На прежних местах дома, овцы, козы, горы, но они уже не царство. Не ощущая себя частичкой царства, люди, сами того не замечая, понемногу ссыхаются и пустеют, потому что всё вокруг обессмыслилось. На взгляд, всё осталось прежним, но бриллиант, если он никому не нужен, становится дешёвой стекляшкой. Твой ребёнок, он больше не подарок царству, не драгоценность. Но ты пока не знаешь об этом, ты держишь его на руках, а он тебе улыбается.

Никто не заметил, что обеднел, потому что в обиходе у нас всё те же вещи. Но каков обиход бриллианта? Для чего он, если нет праздничного торжества? Для чего дети, если не существует царства и мы не мечтаем, что они станут воителями, князьями, зодчими? Если судьба их быть слабым комочком плоти?

Люди не знают, что царство вскармливает их, как мать младенца, что оно питает душу, словно спящая где‑ то вдали и словно бы несуществующая возлюбленная. Но ты её любишь, и благодаря твоей любви обретает смысл всё, что с тобой происходит. Ты не слышишь её тихого дыхания, но благодаря ему мир сделался чудом. Князь шагает по росистой траве на рассвете, и, пока не проснулись его землепашцы, царство бодрствует в его сердце.

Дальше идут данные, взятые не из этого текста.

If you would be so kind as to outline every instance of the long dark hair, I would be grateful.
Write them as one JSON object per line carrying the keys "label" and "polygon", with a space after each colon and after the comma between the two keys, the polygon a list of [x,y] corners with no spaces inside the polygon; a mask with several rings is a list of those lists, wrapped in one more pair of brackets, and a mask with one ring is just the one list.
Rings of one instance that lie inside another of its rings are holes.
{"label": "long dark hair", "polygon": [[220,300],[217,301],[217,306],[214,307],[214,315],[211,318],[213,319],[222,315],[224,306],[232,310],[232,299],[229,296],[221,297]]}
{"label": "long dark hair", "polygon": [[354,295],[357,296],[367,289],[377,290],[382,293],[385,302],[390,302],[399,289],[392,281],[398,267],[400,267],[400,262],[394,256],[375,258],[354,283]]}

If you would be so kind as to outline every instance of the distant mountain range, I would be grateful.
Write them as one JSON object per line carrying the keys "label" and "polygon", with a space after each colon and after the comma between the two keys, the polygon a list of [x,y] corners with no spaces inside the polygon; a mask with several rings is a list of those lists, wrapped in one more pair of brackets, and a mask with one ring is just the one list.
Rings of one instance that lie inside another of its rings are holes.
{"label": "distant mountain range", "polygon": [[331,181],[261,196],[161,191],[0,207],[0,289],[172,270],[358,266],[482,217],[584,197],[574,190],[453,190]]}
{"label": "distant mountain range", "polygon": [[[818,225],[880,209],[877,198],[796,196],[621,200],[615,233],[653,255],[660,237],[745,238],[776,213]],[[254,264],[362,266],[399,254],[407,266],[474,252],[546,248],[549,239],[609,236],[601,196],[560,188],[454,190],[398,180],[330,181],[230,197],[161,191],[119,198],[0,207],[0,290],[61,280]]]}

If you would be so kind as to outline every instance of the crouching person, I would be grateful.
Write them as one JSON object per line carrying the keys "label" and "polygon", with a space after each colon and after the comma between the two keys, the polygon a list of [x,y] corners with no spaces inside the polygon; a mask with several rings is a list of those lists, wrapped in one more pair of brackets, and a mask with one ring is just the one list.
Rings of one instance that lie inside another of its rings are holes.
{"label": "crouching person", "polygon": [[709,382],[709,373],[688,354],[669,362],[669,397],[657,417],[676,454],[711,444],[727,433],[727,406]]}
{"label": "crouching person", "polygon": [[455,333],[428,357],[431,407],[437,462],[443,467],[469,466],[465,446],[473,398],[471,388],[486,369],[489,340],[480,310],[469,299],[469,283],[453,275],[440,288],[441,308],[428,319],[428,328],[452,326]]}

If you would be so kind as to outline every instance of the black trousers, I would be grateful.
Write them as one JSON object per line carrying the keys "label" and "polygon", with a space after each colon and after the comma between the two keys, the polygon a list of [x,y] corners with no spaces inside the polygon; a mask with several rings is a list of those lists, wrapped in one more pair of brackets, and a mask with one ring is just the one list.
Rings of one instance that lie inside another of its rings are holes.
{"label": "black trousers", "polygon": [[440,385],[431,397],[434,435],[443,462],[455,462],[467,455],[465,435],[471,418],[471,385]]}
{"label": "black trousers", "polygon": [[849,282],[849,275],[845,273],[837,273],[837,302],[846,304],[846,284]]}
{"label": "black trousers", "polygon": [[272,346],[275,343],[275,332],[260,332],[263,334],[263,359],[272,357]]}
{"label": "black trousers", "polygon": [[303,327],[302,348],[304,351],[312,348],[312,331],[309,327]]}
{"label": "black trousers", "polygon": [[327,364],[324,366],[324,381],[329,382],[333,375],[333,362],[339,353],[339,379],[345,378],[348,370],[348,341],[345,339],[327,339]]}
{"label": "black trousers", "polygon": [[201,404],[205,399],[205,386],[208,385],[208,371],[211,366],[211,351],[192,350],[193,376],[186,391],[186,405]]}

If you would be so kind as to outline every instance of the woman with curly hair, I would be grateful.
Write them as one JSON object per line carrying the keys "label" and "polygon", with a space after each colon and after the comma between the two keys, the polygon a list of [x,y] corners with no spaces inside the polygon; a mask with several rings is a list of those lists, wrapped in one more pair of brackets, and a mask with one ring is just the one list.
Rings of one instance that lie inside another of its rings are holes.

И вот что ещё загадочно в человеке: он в отчаянии, если его разлюбят, но когда разочаруется в царстве или разлюбит сам, не замечает, что стал беднее. Он думает: «Мне казалось, что она куда красивее... или милее... », и уходит, довольный собой, доверившись ветру случайности. Мир для него уже не чудо. Не радует рассвет, он не возвращает ему объятий любимой. Ночь больше не святая святых любви и не плащ пастуха, какой была когда‑ то благодаря милому сонному дыханию. Всё потускнело. Одеревенело. Но человек не догадывается о несчастье, не оплакивает утраченную полноту, он радуется свободе – свободе небытия.

Тот, в ком умерло царство, похож на разлюбившего. «Моё усердие – наваждение идиота! » – восклицает он. И прав. Потому что видит вокруг коз, овец, дома и горы. Царство было творением его влюблённого сердца.

Для чего женщине красота, если мужчины не вдохновляются ею? Чем драгоценен бриллиант, если никто не жаждет им обладать? Где царство, если никто ему не служит?

Влюблённый в чудесную картину хранит её в своём сердце, живёт и питается ею, как младенец материнским молоком, она для него суть и смысл, полнота и пространство, краеугольный камень и возможность подняться ввысь. Если отнять её, влюблённый погибнет от недостатка воздуха, словно дерево с подсечённым корнем. Но когда картина вместе с человеком меркнет день за днём сама по себе, человек не страдает, он сживается с серостью и не замечает её.

Вот почему нужно неусыпно следить, чтобы в человеке бодрствовало великое, нужно его понуждать служить только значимому в себе.

Не вещественность питает, а узел, благодаря которому дробный мир обрёл целостность. Не алмаз, но желание им любоваться. Не песок, а любовь к нему племени, рождённого в пустыне. Не слова в книге, но любовь, поэзия и Господня мудрость, запечатлевшиеся в словах.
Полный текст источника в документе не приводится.